I used to think of joy as an emotion akin to happiness,
maybe just a bit more so. But I was
intrigued to read about how C. S. Lewis defines “joy,” sometimes referring to
it as a longing. In Surprised by Joy, he
says, “[I]t is that of an unsatisfied desire which is itself more
desirable than any other satisfaction. I call it Joy, which is a technical term
and must be sharply distinguished both from Happiness and Pleasure. Joy (in my
sense) has indeed one characteristic, and one only, in common with them; the
fact that anyone who has experienced it will want it again. Apart from that,
and considered only in its quality, it might almost equally well be called a
particular kind of unhappiness or grief. But then it is a kind we want. I doubt
whether anyone who has tasted it would ever, if both were in his power,
exchange it for all the pleasure in the world. But then Joy is never in our
power and pleasure often is.”
I remember the first time I recognized this
feeling of joy. I was sitting in the
window seat of my previous home, looking into the front yard, onto our
beautiful dogwood in full bloom. A
precious longing swelled inside of me, bringing both a tiny smile to my lips
and tears to my eyes. Joy. It’s what I feel when I’m on vacation,
reading a good book, with the ocean breeze on my face, as I hear the boys
giggle in the distance while tromping through the woods. I feel it each winter when the enormous,
neighborhood sycamore tree drops its leaves, and I can see the white branches
twist toward the impossibly blue sky. It
overcomes me when I catch my boys snuggled up with my husband. Joy.

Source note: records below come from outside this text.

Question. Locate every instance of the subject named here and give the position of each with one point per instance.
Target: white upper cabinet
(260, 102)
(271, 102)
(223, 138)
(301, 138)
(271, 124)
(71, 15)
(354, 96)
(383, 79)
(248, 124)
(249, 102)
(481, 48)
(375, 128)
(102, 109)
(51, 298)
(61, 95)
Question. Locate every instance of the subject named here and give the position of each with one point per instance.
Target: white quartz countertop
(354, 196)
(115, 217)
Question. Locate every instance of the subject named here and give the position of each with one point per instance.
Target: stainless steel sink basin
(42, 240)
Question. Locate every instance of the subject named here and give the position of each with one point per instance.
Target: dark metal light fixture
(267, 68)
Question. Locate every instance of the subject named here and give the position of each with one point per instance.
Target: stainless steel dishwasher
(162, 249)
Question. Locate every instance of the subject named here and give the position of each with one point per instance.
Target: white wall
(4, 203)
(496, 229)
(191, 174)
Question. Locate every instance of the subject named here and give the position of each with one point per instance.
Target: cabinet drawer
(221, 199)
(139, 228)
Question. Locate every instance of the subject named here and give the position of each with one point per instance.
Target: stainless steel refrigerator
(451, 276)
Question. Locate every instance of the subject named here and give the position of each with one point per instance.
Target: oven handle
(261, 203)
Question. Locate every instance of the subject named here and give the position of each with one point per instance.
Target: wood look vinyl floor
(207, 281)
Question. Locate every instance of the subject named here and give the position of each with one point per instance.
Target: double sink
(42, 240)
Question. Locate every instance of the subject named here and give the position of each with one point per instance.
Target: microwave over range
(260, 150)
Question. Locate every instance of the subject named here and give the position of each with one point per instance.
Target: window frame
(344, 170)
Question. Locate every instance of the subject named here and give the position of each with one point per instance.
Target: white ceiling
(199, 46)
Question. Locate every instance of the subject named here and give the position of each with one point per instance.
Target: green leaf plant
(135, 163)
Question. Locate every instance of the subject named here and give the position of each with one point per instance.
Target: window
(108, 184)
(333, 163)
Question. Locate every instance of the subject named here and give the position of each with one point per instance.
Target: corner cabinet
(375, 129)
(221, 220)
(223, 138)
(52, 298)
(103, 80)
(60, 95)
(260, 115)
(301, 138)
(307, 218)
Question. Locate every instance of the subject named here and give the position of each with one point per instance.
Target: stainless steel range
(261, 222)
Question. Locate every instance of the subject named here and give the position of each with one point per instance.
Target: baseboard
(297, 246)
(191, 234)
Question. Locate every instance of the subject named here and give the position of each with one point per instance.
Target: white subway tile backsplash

It is my favorite emotion, the one that makes me feel the most connected
to God and the Universe, even more so than Love.
But being an perfectly imperfect human means that
I mess up Joy often, and so my life is often better described by the word “muddle.” It’s what I do when I need to get to the
grocery store so I can bring the kindergarten snack tomorrow, but my oldest
just vomited and my husband is traveling for work. It’s how I managed an oldest who wanted to
play a game, a middle son who wanted to be read a book, and a baby who needed
to be nursed… at the same time. It’s
what I did when I found out weeks before moving out of state so my husband
could begin graduate school that the job I accepted months before no longer
existed. One step at a time, one minute
at a time. There may be tears and sharp
words – they may not be my most elegant moments -- but somehow I always muddle
through.
But I try to remember as best I can, amidst the
muddling, to keep my eyes open for those fleeting moments of Joy.